Like most of Jacqueline Susann's characters, Robin Stone is allegedly based on a real-life individual. In this instance, the late CBS TV executive James T. Aubreythe man we can thank for The Beverly Hillbillies and a host of other fragrantly lowbrow moneymakers during the '60s. Like his movie counterpart, Aubrey is said to have been a calculatingly shrewd cookie who held the TV-viewing audience in the lowest contempt and made a fortune banking on the public's insatiable appetite for mediocrity. Judging by the popularity of today's Jersey Shore/Kardashians train wrecks, you can't say the guy wasn't something of a visionary.
The Love Machine
In all but the most archly ironic circumstances, Jackie Susann failed to get the public to adopt "dolls" as popular slang for barbiturates. Her efforts getting "The Love Machine" into the vernacular as slang for TV sets (because it "sells love, creates desire"...you see) fared even worse.

WHAT I LOVE ABOUT THIS FILM
My fondness for a specific brand of bad film is as difficult to explain as it is to defend. It's not like I just get off on making fun of them. On the contrary, most of these films are very professional, technically well-made films in every regard. What I think I respond to is that scary zone in the creative arts where the attempt fails to match the execution.
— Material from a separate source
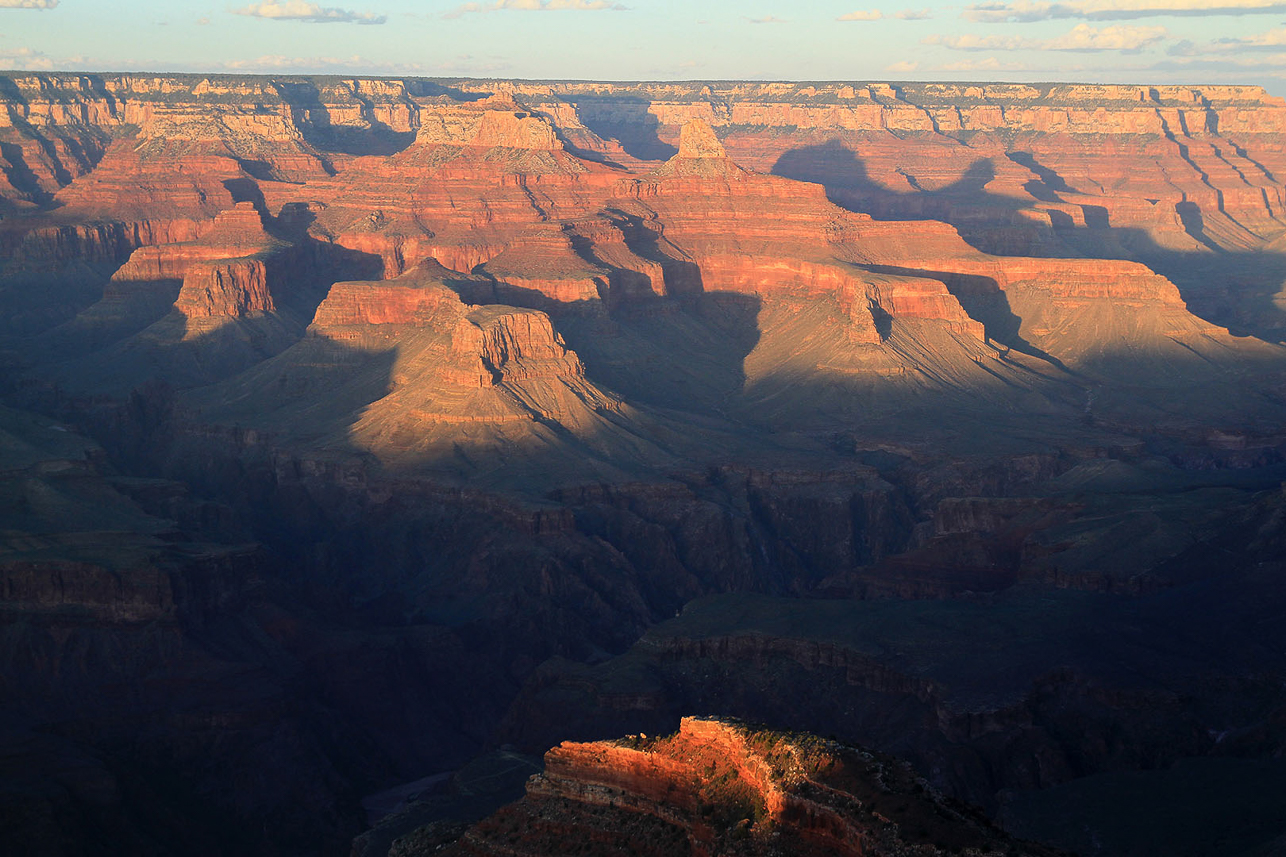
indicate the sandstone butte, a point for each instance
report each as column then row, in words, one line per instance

That twilight zone where all the talent, creativity, and hard work on one end somehow yields the 100% opposite of what anyone intended. It fascinates me because it can occur at any moment, no matter how heavily the deck is stacked for success. For example, consider Marlon Brando putting cotton in his cheeks in The Godfather. That could have turned out disastrous, but instead became iconic. Or what about Al Pacino's Cuban accent in Scarface. What an enormous risk that was! It would have derailed the entire picture if audiences found it ridiculous and started to chuckle whenever he spoke.  
No,  this isn't a shot of Robin Stone visiting Pee Wee's Playhouse.
This is just a horrific example of chic '70s decor.

I'm pointing out that the collaborative art of film is often like a dance on a wire; fiasco or triumph is sometimes based on tiny, intangible miscalculations or moments of blind overconfidence. Something that might not even be visible until after the film is already in the can. Hindsight makes it seem like an overripe performance or a particular narrative miscalculation could somehow have been avoided, but that's not true. It's the whole crapshoot element of it all that fascinates me.

If it's true in life that we learn most from our failures, I also believe there are similar lessons to be gleaned for the film buff confronted with a well-intentioned mess. When you watch a film that costs millions, involves hundreds of decisions, hours of hard work, the collaboration of many talented individuals...and the result is sometimes deplorable, you're staring straight into the face of the elusiveness of excellence. That or perhaps hubris, too many cooks spoiling the broth, or maybe (worst of all) professional cynicism: films that don't really care if they're good, so long as they make money.
Ambitious Robin Stone goes head-to-head with network
programming executive Danton Miller (Jackie Cooper)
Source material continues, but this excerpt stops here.